I love this. It clearly reflects the effort my dad put into his craft. When in front of a congregation, Dad was never animated, never raised his voice or used exaggerated hand gestures. He was not blessed with a dynamic charisma. But the cadence of his speech, his relationship with the biblical text, and the words he so carefully chose demonstrated his dedication to this calling. A calling that AI programs could never replicate. There were no shortcuts! The preparation required to be a preacher was the priority, and the churches he served benefitted from that.

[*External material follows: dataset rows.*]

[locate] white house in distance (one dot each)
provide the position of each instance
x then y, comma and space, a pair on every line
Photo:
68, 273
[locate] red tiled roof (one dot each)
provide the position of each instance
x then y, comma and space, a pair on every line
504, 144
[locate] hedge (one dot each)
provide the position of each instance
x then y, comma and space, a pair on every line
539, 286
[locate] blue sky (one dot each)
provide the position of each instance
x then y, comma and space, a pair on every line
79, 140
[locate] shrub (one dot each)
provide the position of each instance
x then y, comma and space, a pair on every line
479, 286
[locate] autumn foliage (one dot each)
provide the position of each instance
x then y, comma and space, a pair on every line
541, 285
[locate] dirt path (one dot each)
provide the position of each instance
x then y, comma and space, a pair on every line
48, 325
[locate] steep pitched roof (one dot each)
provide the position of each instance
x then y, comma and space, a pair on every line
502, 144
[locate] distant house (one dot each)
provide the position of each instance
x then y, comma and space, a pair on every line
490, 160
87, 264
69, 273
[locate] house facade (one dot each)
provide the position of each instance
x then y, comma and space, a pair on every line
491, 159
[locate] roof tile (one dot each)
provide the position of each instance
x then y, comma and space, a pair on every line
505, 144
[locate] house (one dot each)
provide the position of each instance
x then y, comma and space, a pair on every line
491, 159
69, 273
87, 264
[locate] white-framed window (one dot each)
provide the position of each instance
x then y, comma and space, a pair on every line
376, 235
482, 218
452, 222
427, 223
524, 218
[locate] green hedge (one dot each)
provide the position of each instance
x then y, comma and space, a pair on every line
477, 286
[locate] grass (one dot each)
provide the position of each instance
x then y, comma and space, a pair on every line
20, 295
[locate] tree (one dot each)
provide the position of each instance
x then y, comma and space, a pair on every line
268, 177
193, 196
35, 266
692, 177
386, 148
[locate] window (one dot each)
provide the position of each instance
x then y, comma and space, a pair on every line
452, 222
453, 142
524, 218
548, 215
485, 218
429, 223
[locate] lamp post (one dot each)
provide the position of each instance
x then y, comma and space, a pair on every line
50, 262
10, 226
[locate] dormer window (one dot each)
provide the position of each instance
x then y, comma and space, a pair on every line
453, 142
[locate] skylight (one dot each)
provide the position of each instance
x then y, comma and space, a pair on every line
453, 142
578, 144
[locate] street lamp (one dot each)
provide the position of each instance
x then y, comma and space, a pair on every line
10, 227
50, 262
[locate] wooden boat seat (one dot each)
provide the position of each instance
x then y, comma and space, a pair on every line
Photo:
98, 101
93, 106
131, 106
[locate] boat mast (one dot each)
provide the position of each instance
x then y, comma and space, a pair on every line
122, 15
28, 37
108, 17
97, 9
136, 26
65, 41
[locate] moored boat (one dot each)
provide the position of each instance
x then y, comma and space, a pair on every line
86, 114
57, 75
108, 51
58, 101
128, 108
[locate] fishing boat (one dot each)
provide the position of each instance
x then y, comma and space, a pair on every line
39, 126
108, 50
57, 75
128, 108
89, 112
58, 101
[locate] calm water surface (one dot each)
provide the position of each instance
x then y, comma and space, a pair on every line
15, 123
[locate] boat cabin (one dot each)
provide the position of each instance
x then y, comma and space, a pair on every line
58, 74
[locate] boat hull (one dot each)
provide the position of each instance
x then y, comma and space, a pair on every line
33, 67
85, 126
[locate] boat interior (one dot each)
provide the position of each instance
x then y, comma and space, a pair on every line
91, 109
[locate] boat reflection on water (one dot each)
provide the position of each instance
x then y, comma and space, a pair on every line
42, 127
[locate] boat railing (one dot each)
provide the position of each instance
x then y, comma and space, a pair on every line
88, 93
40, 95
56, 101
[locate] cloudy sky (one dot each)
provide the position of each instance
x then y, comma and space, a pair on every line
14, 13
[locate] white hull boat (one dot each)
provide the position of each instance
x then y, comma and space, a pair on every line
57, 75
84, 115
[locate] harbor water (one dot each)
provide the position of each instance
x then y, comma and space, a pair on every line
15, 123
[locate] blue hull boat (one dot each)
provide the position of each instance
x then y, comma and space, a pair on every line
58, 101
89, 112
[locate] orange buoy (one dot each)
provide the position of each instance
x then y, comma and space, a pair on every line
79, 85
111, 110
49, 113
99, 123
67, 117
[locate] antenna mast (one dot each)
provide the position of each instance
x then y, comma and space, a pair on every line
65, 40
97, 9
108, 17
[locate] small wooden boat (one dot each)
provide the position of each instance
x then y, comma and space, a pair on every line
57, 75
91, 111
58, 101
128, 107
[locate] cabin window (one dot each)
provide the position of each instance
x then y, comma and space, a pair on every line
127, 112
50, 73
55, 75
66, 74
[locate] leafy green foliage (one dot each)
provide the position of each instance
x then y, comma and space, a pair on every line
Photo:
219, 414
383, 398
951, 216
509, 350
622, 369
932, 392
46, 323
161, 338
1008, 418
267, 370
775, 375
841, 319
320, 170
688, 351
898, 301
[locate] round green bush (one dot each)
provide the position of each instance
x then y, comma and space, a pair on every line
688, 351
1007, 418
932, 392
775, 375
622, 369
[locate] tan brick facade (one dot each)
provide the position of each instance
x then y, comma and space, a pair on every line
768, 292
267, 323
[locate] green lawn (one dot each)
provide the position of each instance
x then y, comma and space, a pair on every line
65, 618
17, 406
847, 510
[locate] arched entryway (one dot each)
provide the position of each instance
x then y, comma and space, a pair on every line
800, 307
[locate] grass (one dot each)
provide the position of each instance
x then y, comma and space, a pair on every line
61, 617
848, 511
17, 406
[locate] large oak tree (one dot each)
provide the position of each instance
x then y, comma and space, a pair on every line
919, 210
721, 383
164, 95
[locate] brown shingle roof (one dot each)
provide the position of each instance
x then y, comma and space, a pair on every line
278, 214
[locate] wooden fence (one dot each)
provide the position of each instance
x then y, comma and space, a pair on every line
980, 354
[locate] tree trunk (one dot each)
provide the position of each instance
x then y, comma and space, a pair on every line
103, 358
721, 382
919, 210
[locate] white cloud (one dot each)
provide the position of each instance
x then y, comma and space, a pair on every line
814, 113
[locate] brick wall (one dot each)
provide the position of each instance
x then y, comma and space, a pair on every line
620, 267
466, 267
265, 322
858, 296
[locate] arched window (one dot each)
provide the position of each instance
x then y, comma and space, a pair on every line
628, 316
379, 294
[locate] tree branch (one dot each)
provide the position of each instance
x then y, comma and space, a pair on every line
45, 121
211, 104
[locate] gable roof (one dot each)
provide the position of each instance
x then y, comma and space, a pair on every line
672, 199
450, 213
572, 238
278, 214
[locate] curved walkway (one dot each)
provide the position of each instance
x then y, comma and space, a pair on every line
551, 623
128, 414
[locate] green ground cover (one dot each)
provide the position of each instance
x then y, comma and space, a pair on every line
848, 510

This is what I believe large language model chatbots such as ChatGBT and Gemini, which can produce sermons in seconds, will do to preaching:
First, they will produce mediocre to moderately decent sermons for ministers to merely read from week to week. From a structural standpoint, the sermon will likely be well-written and organized, and in this sense, it may be better than some over-stretched pastors could do on their own. The lessons within that sermon will direct the listener to the rather obvious or, in some cases, awkward application of that text to everyday life.

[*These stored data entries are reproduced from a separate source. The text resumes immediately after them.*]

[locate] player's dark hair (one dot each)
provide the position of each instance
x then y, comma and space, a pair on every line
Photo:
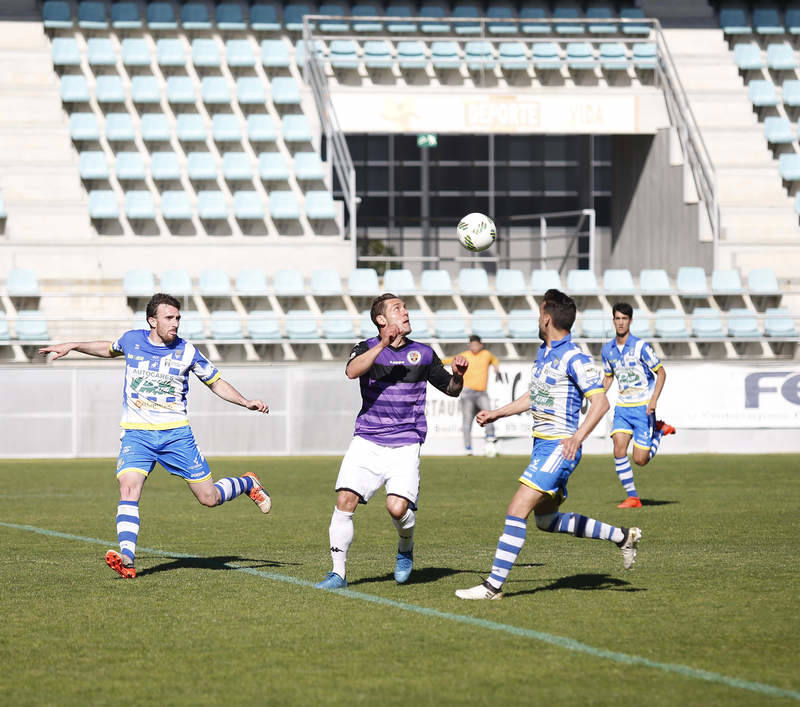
561, 308
623, 308
378, 305
160, 298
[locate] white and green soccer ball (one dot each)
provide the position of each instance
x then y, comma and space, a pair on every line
476, 232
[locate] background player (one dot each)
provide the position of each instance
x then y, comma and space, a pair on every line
561, 377
390, 428
640, 377
474, 396
155, 423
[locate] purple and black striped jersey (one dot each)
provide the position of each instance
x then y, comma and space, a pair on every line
393, 392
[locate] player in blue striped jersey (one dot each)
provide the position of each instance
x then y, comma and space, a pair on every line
155, 423
561, 377
640, 377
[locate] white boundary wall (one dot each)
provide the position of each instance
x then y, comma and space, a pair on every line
73, 411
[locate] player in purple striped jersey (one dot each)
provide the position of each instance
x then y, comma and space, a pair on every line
394, 372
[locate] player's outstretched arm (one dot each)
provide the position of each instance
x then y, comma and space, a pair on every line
101, 349
229, 394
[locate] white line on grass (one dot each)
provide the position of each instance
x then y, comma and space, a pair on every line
560, 641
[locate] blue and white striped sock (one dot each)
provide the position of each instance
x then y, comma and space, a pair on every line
233, 486
128, 528
508, 547
625, 474
583, 527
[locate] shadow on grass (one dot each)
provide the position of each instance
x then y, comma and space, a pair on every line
222, 562
583, 582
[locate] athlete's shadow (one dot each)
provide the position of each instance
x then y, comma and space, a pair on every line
221, 562
583, 582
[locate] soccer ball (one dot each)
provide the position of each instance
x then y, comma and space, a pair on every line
476, 232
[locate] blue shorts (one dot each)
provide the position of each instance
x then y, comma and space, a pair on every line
548, 471
635, 421
175, 450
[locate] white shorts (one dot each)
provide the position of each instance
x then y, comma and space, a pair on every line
368, 466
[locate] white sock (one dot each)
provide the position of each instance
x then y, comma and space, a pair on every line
405, 531
341, 535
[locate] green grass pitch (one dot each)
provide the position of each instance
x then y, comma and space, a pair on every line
714, 589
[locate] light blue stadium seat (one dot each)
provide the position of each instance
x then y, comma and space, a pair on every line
618, 282
582, 282
264, 16
295, 128
543, 280
92, 15
399, 282
130, 166
92, 165
473, 281
308, 166
65, 52
100, 52
288, 282
523, 324
487, 324
165, 166
176, 282
320, 206
707, 324
180, 89
139, 283
194, 16
275, 54
273, 167
248, 206
283, 205
211, 206
125, 15
176, 206
546, 56
655, 282
201, 165
225, 325
337, 324
767, 20
170, 52
205, 53
762, 93
236, 166
363, 282
161, 16
230, 18
239, 53
365, 10
778, 130
225, 128
139, 204
743, 324
778, 323
449, 324
83, 126
513, 56
103, 204
190, 127
56, 14
263, 325
31, 325
250, 91
435, 282
74, 89
301, 325
670, 324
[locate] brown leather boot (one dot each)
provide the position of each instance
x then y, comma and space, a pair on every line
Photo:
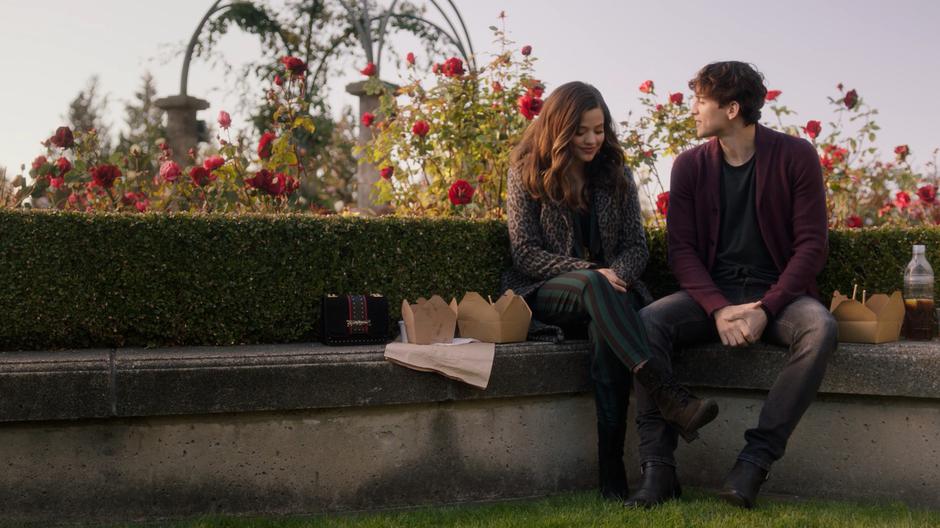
677, 404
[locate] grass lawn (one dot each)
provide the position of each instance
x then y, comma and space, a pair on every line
697, 509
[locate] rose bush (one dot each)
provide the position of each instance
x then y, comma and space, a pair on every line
72, 174
862, 189
444, 149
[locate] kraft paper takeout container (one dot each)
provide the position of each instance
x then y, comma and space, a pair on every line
879, 320
429, 320
505, 321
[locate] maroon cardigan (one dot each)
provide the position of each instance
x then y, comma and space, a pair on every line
791, 213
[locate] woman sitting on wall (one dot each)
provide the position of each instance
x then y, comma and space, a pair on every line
578, 250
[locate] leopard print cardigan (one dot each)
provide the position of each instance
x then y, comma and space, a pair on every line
541, 236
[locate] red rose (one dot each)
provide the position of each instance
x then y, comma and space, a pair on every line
453, 67
170, 171
812, 129
225, 120
39, 162
850, 99
902, 151
295, 66
104, 175
902, 199
213, 162
420, 128
63, 165
529, 106
273, 184
854, 222
535, 88
927, 193
885, 210
201, 176
460, 193
63, 138
662, 203
264, 145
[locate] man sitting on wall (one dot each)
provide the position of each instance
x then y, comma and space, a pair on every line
747, 235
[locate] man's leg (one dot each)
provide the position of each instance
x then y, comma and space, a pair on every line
672, 321
810, 331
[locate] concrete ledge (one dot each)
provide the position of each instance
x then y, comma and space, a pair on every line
72, 385
117, 435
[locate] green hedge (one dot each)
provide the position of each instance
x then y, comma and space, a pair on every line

Second, because the research capabilities of these AI programs are already so advanced, they will alleviate the pressure for pastors to be constantly learning, constantly studying and engaging with scripture. Instead, in that weekly address, the congregation and in many cases the pastor may be exposed to something once widely known about a biblical text, but largely forgotten.

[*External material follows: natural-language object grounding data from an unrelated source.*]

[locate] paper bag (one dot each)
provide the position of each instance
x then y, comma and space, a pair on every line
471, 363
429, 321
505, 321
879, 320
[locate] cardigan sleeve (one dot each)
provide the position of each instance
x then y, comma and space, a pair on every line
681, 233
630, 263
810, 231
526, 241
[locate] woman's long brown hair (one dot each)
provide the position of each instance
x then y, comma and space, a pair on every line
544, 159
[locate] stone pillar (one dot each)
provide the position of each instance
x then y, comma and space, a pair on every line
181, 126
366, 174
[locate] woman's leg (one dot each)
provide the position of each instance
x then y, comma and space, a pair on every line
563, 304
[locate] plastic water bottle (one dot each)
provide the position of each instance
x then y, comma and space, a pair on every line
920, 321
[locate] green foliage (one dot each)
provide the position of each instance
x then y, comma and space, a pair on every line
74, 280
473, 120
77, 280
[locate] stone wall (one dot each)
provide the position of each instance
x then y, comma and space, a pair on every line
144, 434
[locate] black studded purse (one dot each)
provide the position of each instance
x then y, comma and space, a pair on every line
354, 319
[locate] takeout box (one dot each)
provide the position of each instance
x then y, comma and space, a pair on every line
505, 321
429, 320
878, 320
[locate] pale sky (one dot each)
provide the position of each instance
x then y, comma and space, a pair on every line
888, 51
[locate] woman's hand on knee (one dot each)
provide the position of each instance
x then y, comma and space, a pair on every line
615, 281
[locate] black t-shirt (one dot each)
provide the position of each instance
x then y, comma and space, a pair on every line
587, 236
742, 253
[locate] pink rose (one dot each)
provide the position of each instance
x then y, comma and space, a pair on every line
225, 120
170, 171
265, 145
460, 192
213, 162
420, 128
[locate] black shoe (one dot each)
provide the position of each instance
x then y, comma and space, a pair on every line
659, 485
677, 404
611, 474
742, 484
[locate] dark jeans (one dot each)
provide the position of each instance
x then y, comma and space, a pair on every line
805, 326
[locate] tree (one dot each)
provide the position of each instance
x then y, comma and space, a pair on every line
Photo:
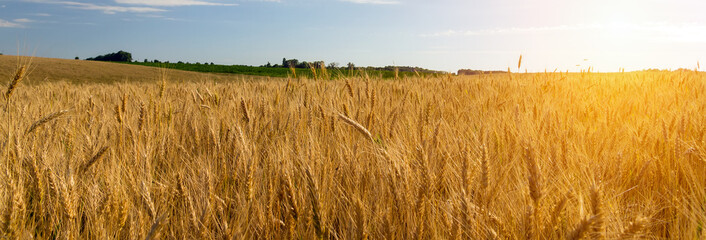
120, 56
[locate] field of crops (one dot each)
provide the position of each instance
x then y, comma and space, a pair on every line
314, 73
509, 156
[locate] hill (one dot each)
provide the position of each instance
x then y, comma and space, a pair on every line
80, 71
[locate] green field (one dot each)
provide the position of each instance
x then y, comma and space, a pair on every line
285, 72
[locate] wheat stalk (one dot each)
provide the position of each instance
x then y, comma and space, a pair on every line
92, 160
19, 75
357, 126
45, 120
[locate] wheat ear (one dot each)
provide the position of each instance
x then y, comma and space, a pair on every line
357, 126
45, 120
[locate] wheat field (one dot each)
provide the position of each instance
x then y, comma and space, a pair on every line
504, 156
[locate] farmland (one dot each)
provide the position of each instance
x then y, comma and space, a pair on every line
168, 154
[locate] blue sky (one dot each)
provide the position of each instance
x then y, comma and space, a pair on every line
442, 35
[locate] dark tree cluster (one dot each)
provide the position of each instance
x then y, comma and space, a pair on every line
120, 56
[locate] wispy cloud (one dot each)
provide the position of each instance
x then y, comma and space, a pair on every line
23, 20
375, 2
499, 31
173, 3
108, 9
659, 31
8, 24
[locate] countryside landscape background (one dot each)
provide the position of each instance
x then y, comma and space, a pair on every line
567, 120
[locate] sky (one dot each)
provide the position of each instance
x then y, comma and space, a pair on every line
442, 35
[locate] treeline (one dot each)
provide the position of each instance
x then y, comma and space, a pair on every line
476, 72
289, 67
295, 63
120, 56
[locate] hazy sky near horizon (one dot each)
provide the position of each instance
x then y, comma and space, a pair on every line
442, 35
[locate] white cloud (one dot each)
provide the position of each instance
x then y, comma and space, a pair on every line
108, 9
376, 2
4, 23
23, 20
173, 3
499, 31
663, 32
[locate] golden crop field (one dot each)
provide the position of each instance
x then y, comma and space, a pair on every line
506, 156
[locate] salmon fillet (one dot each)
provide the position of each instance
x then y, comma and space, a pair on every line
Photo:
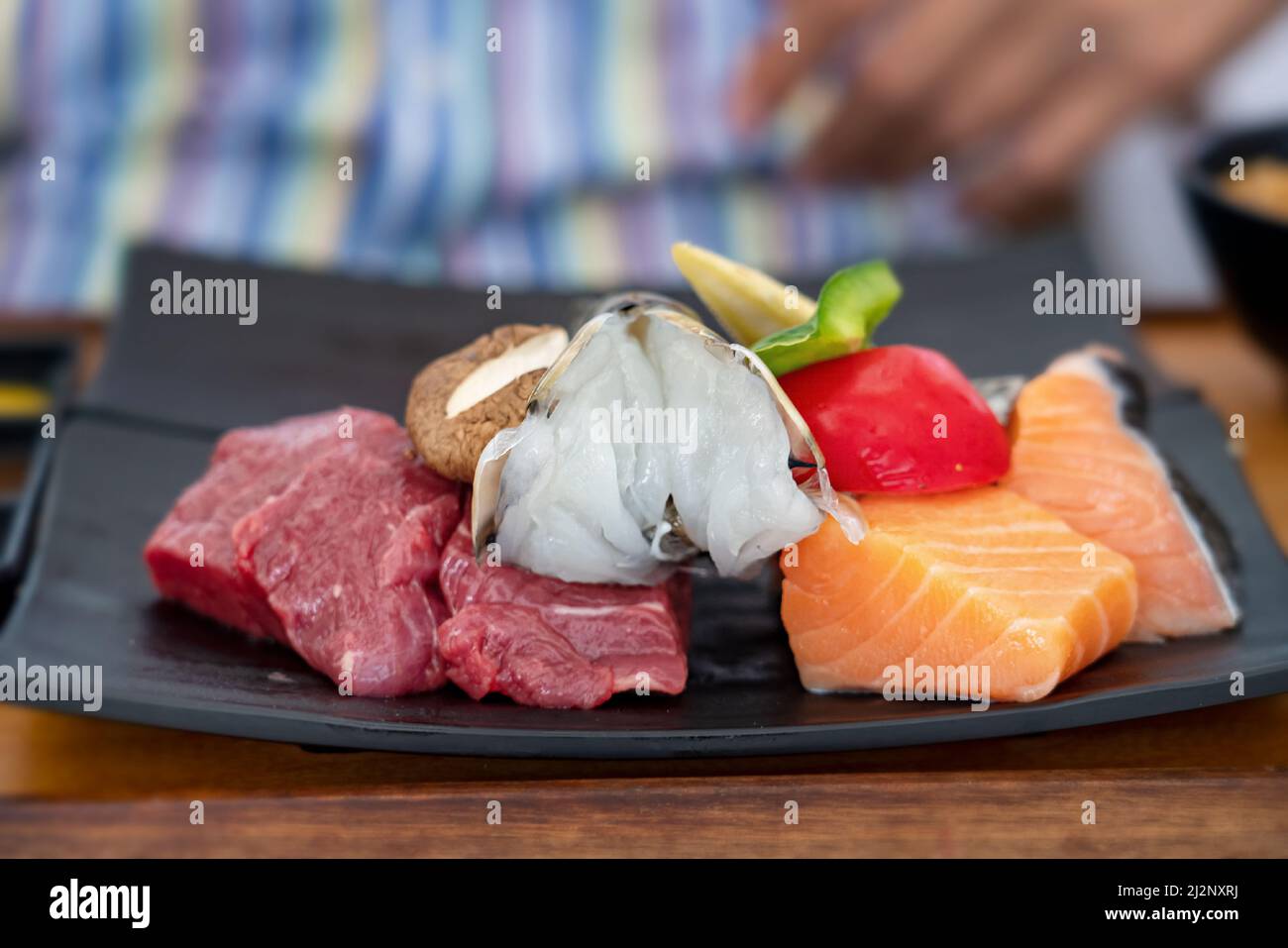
1076, 453
979, 578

For most modern churches, this ChatGBT scenario sounds a lot like business as usual. Progressive churches will still primarily focus on inclusion and love of neighbour and Evangelicals will focus on their personal relationship with Christ and salvation. Fundamentalist churches will discuss the authority and truth of the Bible, Charismatic congregations will centre around the Holy Spirit, and Catholics will continue to speak on good works.
While this depiction is a gross overgeneralization, it will influence what AI produces. Pastors will quickly learn not to ask ChatGPT to just write a generic sermon, but to ask the program to design it for their particular stream of Christianity. The ever-improving ability of these AI programs to be more precise in giving one what is asked for will inevitably reinforce these ideological stereotypes. People will come to their particular church expecting the expected and go home unsurprised. Sermons produced by AI will deliver prose in abundance to a world that desperately needs to hear from the poet.
People need to come to a service with a sense of anticipation, of delving into the unknown. To be that poet/prophet that Brueggemann calls for is a monumental task for clergy. It's the task God has called them to do, and it’s the number one thing a church needs from its pastor.
But this critical work cannot be done if pastors are constantly exhausted from being dragged from one crisis to another. It cannot be done if they are pressured by congregations into the job of full-time social worker, accountant, and community organizer. All of these extra roles increasingly seem to be the norm in many churches. When those tasks are expected to be the priority, an uninspired AI sermon may be a better alternative to an uninspired human one, for there will be little differentiation between the two. The prophetic calling of the preacher is greatly diminished. “Reduced speech,” writes Brueggemann, “will lead to reduced lives.”
After six days of living in a world of reductive prose, the people of the church should enter the sanctuary expecting something new and life-giving. They should expect to be moved rather than entertained. They should expect to receive wisdom rather than knowledge, inspiration rather than life advice.
The sermon should be the pinnacle moment each week in the life of the church. It should be the culmination of all that has come before. After the songs have been sung and the prayers have been said, finally comes the poet, and the prophetic word of God will once again be heard.